Quizfrage Nr. 2: Wo hat die weltberühmte Kunstsammlung ihren Ursprung?

in Wien

in Dresden

in Venedig

Antwort: In keinem der drei. Sondern in Preßburg.

Wien mit seinen vielen Museen verfügt über zwei Häuser, die miteinander im Wettstreit liegen, die Nummer eins zu sein: das »Kunsthistorische« und die Albertina. Allein letztere bringt es im Schnitt auf 600 000 Besucher pro Jahr – Tendenz weiter steigend. Kunstfreunde aus allen Teilen der Welt stürmen den aus dem Palais Taroucca und Teilen des Augustinerklosters hervorgegangenen Musentempel hinter der Staatsoper, um sich an deren Ausstellungen zu delektieren, auch wenn gerade keiner der Superstars der Albertina auf dem Programm steht: Dürer oder Rembrandt, Michelangelo oder Leonardo da Vinci, Raffael oder Rubens, Cranach oder Goya, Munch oder Picasso, Schiele oder Klimt. Mit ihren über 50 000 Zeichnungen und anderthalb Millionen Druckgraphiken gilt die Albertina als die größte graphische Sammlung der Welt, und seit der in den letzten Jahren unter enormem Kostenaufwand durchgeführten Restaurierung der prunkvollen Ausstellungsräume würde sich eine Besichtigung selbst dann lohnen, hinge kein einziges Bild an der Wand.

Doch zurück zu den Eingangsfragen nach dem Gründer der Albertina und dem Ort ihrer Gründung. Daß es sich bei ersterem wohl um irgend einen Albert handelt, legt der Name nahe, den das Institut seit Jahr und Tag trägt. Doch Preßburg als Keimzelle – wieso Preßburg?

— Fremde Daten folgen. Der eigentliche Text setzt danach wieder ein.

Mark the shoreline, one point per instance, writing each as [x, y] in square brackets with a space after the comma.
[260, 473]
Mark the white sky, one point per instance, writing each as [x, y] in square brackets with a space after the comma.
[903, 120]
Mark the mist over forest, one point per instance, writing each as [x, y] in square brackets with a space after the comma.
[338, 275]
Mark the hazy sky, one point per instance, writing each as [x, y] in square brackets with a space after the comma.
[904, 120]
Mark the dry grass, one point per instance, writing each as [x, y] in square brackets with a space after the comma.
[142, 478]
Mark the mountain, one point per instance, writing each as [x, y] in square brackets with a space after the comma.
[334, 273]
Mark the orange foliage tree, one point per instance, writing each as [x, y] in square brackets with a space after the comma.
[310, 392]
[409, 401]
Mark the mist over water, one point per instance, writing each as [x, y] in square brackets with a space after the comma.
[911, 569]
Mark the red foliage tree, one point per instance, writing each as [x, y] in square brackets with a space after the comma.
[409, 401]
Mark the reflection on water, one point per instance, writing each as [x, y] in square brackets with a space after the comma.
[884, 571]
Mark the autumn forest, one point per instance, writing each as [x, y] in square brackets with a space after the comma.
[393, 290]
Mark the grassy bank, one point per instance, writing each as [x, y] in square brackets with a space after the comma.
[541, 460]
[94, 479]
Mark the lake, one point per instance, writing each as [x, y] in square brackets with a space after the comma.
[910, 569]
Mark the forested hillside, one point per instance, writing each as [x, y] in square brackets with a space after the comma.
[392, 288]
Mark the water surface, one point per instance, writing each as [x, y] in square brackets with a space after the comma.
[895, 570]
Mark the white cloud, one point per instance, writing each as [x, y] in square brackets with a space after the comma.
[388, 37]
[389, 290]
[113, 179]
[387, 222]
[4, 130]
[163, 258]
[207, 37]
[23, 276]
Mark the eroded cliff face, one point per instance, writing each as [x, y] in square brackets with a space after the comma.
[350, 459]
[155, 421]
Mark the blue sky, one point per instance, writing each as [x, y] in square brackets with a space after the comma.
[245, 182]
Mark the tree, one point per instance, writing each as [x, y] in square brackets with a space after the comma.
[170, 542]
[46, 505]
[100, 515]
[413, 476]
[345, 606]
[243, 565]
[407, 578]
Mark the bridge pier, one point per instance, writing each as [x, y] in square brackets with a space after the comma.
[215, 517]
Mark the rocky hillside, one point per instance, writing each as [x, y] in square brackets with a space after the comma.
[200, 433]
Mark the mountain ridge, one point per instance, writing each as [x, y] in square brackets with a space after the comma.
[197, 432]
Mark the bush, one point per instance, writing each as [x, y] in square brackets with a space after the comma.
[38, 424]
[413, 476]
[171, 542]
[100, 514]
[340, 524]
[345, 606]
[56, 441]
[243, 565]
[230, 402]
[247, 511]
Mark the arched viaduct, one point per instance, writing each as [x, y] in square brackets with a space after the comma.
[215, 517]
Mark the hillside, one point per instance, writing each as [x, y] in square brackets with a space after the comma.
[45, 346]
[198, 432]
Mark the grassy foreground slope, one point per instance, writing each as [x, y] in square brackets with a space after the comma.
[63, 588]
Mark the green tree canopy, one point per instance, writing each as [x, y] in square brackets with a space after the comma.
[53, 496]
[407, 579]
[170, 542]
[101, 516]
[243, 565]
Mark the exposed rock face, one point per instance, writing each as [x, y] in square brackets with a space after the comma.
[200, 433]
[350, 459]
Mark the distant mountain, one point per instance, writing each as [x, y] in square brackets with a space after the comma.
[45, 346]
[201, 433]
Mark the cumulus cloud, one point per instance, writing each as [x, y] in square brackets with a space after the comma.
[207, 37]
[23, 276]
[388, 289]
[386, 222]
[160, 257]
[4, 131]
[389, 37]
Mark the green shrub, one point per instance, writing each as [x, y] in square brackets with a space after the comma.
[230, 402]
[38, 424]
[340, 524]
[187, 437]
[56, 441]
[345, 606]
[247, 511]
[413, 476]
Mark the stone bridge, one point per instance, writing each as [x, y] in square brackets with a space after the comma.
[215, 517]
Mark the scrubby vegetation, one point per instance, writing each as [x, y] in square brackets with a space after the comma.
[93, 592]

Kurfürst Friedrich August II. von Sachsen und die österreichische Erzherzogin Maria Josepha haben vierzehn Kinder. Albert Casimir, am 11. Juli 1738 in Schloß Moritzburg bei Dresden geboren, ist ihr elftes. Der junge Prinz wächst am Dresdner Hof auf; die pädagogische Strenge und das religiöse Eiferertum seines Erziehers Freiherr von Wessenberg mögen die Gründe dafür sein, daß sich der Heranwachsende schon früh dem Geist der Aufklärung zuwendet, ja später sogar zu einem der Anführer der Freimaurerbewegung aufsteigen wird. Auch seine ersten Kriegserfahrungen tragen wesentlich dazu bei, ihn seiner Geburtsheimat zu entfremden: Aus Abneigung gegen alles Preußische flüchtet der Einundzwanzigjährige nach Wien und bietet den Habsburgern seine Dienste an.

Kaiserin Maria Theresia nimmt den jungen Offizier mit offenen Armen auf, und da er ihr auch persönlich äußerst sympathisch ist, gibt sie Albert ihre Lieblingstochter Marie Christine zur Frau: Am 6. April 1766 wird in Schloßhof bei Wien geheiratet. Die beiden Brautleute passen vorzüglich zusammen: Wie Albert ist auch seine vier Jahre jüngere Gemahlin eine sensible, hochgebildete, kunstinteressierte Person.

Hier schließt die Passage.